Гораздо страшнее был сам факт погружения в чужую, давно исчезнувшую жизнь. Вроде как схождение в Аид. Ведь абсолютно все люди, что он здесь увидел и ещё увидит, – давно умерли. Едва ли есть хоть один, кого Михаил мог бы встретить там, у себя – живым. А это очень неприятно – оказаться среди бесконечного числа покойников, прикидывающихся «не-мёртвыми». Он-то и на кладбищах бывать не выносил, скопление могильных плит вокруг Воловича буквально душило, а ещё хуже – непрерывное мелькание перед глазами дат, разделённых чёрточкой. Ум за разум заходил от беспрестанных упражнений на вычитание и автоматического сравнения возраста покойников с собственным.
Однако на самом деле всё оказалось не таким уж страшным. «Человек не скотина, ко всему привыкает».
Подождав всего около получаса на остановке, Михаил втиснулся в трижды переполненный автобус марки «Лейланд», больше похожий на дореволюционный катафалк. Представить было невозможно, как это разболтанное сооружение, нещадно дымящее тридцатисильным, кажется, мотором, ухитрялось влачить полсотни пассажиров по плохой булыжной дороге.
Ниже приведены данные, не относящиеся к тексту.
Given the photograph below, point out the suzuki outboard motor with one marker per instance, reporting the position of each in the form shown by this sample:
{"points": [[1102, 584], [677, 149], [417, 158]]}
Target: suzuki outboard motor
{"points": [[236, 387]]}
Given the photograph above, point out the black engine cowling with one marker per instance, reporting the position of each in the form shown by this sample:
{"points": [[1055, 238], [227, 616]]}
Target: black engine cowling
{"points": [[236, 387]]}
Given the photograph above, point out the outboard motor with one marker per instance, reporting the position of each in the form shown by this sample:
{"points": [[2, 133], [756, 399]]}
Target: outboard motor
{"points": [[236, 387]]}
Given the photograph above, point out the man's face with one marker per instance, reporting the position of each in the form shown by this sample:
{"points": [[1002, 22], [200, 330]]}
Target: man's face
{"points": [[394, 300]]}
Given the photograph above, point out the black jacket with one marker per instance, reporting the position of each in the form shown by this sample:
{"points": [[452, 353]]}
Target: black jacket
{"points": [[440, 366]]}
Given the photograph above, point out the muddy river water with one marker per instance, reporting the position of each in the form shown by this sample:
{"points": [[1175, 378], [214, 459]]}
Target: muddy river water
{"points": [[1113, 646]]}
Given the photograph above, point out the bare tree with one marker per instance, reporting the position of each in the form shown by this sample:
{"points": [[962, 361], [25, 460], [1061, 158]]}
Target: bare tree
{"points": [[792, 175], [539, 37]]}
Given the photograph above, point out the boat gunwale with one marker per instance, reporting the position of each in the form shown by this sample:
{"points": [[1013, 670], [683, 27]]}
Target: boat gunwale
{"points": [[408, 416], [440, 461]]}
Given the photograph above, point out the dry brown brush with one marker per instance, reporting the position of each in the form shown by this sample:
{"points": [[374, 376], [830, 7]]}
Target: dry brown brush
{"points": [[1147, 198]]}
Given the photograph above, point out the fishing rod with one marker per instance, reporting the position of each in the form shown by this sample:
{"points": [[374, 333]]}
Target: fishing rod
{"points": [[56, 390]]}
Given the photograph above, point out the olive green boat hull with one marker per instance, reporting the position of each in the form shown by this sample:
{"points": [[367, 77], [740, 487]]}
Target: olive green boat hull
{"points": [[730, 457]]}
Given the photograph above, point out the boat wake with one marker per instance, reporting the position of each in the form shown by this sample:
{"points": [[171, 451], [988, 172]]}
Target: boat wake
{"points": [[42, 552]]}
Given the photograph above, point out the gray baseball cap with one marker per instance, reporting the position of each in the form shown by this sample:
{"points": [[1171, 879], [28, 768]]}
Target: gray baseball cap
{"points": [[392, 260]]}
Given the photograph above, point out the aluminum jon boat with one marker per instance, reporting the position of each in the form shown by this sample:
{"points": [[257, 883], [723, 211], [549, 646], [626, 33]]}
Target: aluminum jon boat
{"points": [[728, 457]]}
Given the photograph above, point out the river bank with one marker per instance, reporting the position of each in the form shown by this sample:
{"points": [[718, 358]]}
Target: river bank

Сразу и навсегда Волович понял, что ни Зощенко, ни Ильф с Петровым ни в коей мере не очерняли «советскую действительность», напротив, весьма её приукрашивали. Просто потому, что для них она была нормой. С некоторыми, заслуживающими порицания отклонениями.
С измятыми чужими локтями боками, оттоптанными ногами, стократно обматерённый и названный разными другими словами за буржуйскую внешность и нерасторопность, он, наконец, вывалился вместе со всей толпою на конечной остановке, на Смоленском рынке.
Зато удалось сэкономить целый пятак: кондуктор так и не смог до него добраться, а передавать рубль через «граждан» Волович справедливо счёл крайней глупостью. Заодно выяснил, что это трамвай во все века и на всех маршрутах стоил три копейки, а автобус как средство более современное и даже роскошное (почти такси) – от пяти копеек до гривенника, зависимо от протяжённости пути.
А пятак, к вашему сведению, – как раз стопка водки «на розлив». Именно в ней Михаил сейчас испытывал немыслимую потребность. Такие переживания, такие приключения, стресс, который не пережила бы половина московских «креаклов» – и четвёртый день ни капли!
Увидев рядом с воротами рынка синий фанерный киоск, на котором красовалась откровенная, лишённая всякого ханжества вывеска «Моссельпром. Водка – пиво», Волович испытал чистую, незамутнённую радость.